“What Is Modernity?”

by longingforthereal

There’s fear in his eyes.  His cheeks pucker upward in an awkward smile, the way one smiles before a job interview.  But the wide stare betrays a lack of trust, perhaps guilt.  In either case he can’t control it.  His hands extend asymmetrically around the laptop in front of him, mirroring the disconnect between his eyes and the muscles in his face.  There’s something robotic about this man.  He appears to be sitting on a comfortable sofa with his laptop, smiling over his shoulder at approaching company.  But his crooked posture doesn’t quite look human.  Does he exist?  Or does he represent a particular kind of existence we’re supposed to find appealing?  The ad’s intention is unclear.

I wanted to think he doesn’t exist.  “He could be the amalgamation of a series of stock images someone managed to assemble in the shape of a billboard,” I thought as I biked passed the intersection.  The man’s hair is neatly manicured and his suit is firmly pressed, but he looks undeniably nervous.  The laptop’s screen is blank.  In the background above his head, faintly discernable planes appear to be arriving and departing in the distance.  A web of bright industrial lines denote the antiseptic corridors of an airport terminal branching into space.  Surely the man’s sofa, laptop, and business attire are meant to convey his acquaintance with the ideals of entrepreneurial success.  But the lack of confidence in his face is unmistakable.  As if to make a wry joke, the billboard’s caption stretches across the left side of the sofa beside him: “M.S. in Strategic Leadership, Now Online!”

Both the man and the message sit atop an abandoned building across the street from 7-Eleven and kitty corner to Rent-A-Center in Rochester, NY.  Someone must have thought this was an appropriate way to pay homage to Monroe Avenue.

I arrived at Boulder Coffee and couldn’t take my eyes off the barista’s t-shirt.  White type against black background, “Keeping Providence Drunk One Punk At A Time” was not something one said without meaning it.  I took it to represent the transvaluation of Christian asceticism at the same time it was ostensibly an advertisement for a local punk band.  Glancing at the artful tattoo that graced the right side of her scalp, then the black handkerchief that hung outside her back pocket, I wondered if she’d seen them perform. Clear lines leading back in time, I wanted to know what she thought her punk credentials meant.  I remembered the flag I saw flying outside the anarchist collective a few streets earlier.  “Don’t Tread On Me” it declared in similar bold white type against a menacing black background.  Punishing the punisher, sentencing Him to death; waging war against all manner of restraint.  These are the archetypal trappings of youth who’ve learned to spite.  I could feel her anger press against me as she took my order, but I dismissed it with the same ease that I rode passed the anarchists’ flag without pausing.  None of this is shocking anymore; ordinariness is the modern insignia of conquest.

Riding back up Meigs Street I came to a four-way stop sign.  My normal habit would be to blow right through it without stopping, but in this case I was one of four motorists arrested by arriving at the intersection in unison.

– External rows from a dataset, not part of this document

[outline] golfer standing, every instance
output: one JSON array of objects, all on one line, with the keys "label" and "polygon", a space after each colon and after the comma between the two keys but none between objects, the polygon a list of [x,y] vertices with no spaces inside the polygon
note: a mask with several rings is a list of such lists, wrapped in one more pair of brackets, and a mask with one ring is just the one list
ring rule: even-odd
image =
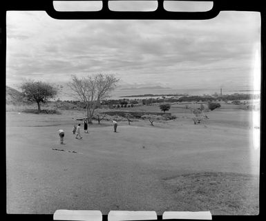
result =
[{"label": "golfer standing", "polygon": [[80,135],[80,124],[77,125],[76,130],[76,139],[78,139],[77,137],[79,137],[79,139],[82,139],[82,136]]},{"label": "golfer standing", "polygon": [[87,120],[84,120],[84,132],[88,133],[88,122]]},{"label": "golfer standing", "polygon": [[117,122],[115,120],[113,120],[113,132],[116,132],[116,128],[117,128]]},{"label": "golfer standing", "polygon": [[59,129],[58,132],[59,133],[61,144],[64,144],[64,137],[65,136],[65,133],[62,129]]}]

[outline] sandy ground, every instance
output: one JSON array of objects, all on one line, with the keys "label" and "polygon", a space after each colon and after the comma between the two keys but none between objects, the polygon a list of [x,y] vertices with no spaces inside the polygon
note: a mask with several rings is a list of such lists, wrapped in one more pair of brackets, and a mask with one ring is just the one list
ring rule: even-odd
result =
[{"label": "sandy ground", "polygon": [[[185,174],[234,173],[256,177],[257,186],[259,150],[252,145],[251,113],[216,110],[202,125],[194,125],[189,113],[178,113],[175,120],[155,122],[154,127],[149,122],[120,122],[116,133],[110,122],[95,122],[77,140],[71,131],[82,113],[8,112],[8,213],[207,210],[206,203],[190,208],[182,203],[184,195],[175,194],[167,182]],[[65,131],[64,145],[59,144],[59,128]],[[245,182],[239,180],[245,191]],[[250,203],[257,208],[258,200]],[[210,209],[213,214],[236,212],[222,211],[218,202]]]}]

We had a moment there, the four of us.  We were part of something just before we ascended toward our respective destinations.  The source of authority that bound us together was impersonal and abstract, but we all observed it, if only for a moment before it was time to proceed beyond the social compact back into our private lives.

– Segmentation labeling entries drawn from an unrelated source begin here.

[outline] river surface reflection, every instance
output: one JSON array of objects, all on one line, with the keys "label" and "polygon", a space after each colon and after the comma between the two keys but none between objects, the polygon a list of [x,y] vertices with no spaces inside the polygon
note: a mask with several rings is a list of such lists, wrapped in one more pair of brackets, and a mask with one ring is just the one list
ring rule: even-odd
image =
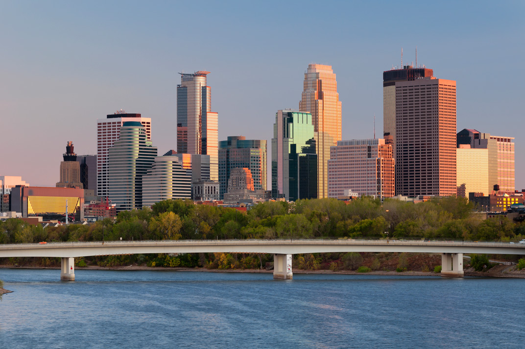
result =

The fact that we advanced in near perfect synchronicity made the passage of our little community feel sad.  Once codified into conventions like this, mutual self-interest can be so bittersweet.  The two cars to my right and left streamed passed each other first, then the Dodge pick-up and I moved toward each other almost lovingly, crossing hip to hip for a split second.  We all got what we wanted, but we were each headed in opposite directions.  The inanimate, undiscriminating symbol that established order and regulated our shared movements had served its purpose, and we were free to go; but where?

I for one was peddling fast and headed home.

Out of nowhere, the question came back to me as I pushed passed Pearl Street.  It had been over a year since the day of my oral exams, but the memory of that moment still haunts me.

“What is modernity?” the professor started off in his characteristically sprawling tone.  I knew this was coming, and I had an answer prepared.  But I should have known that it would fall flat the way any answer to that question must in an academic setting.  “Modernity is the recognition and diffusion of autonomy throughout growing sectors of society over time,” I spouted confidently, thinking I’d handled his opening salvo quite well.

To his credit, the professor proceeded to savage me, revealing my ignorance of specifics despite so much hard work unmasking generalities.  As loathe as I was to admit it, I deserved to pass knowing I had failed to grasp the question.

Rounding the last corner before the entrance to my driveway, I told myself again that it was hubris to think I could have answered him adequately.  “Modernity is a feeling, ‘all that’s solid melts into air’ is an abstraction,” I whispered as I approached my empty house. Glancing up at the setting sun, I lifted my bike onto one shoulder and closed the garage door as soon as I was safely inside.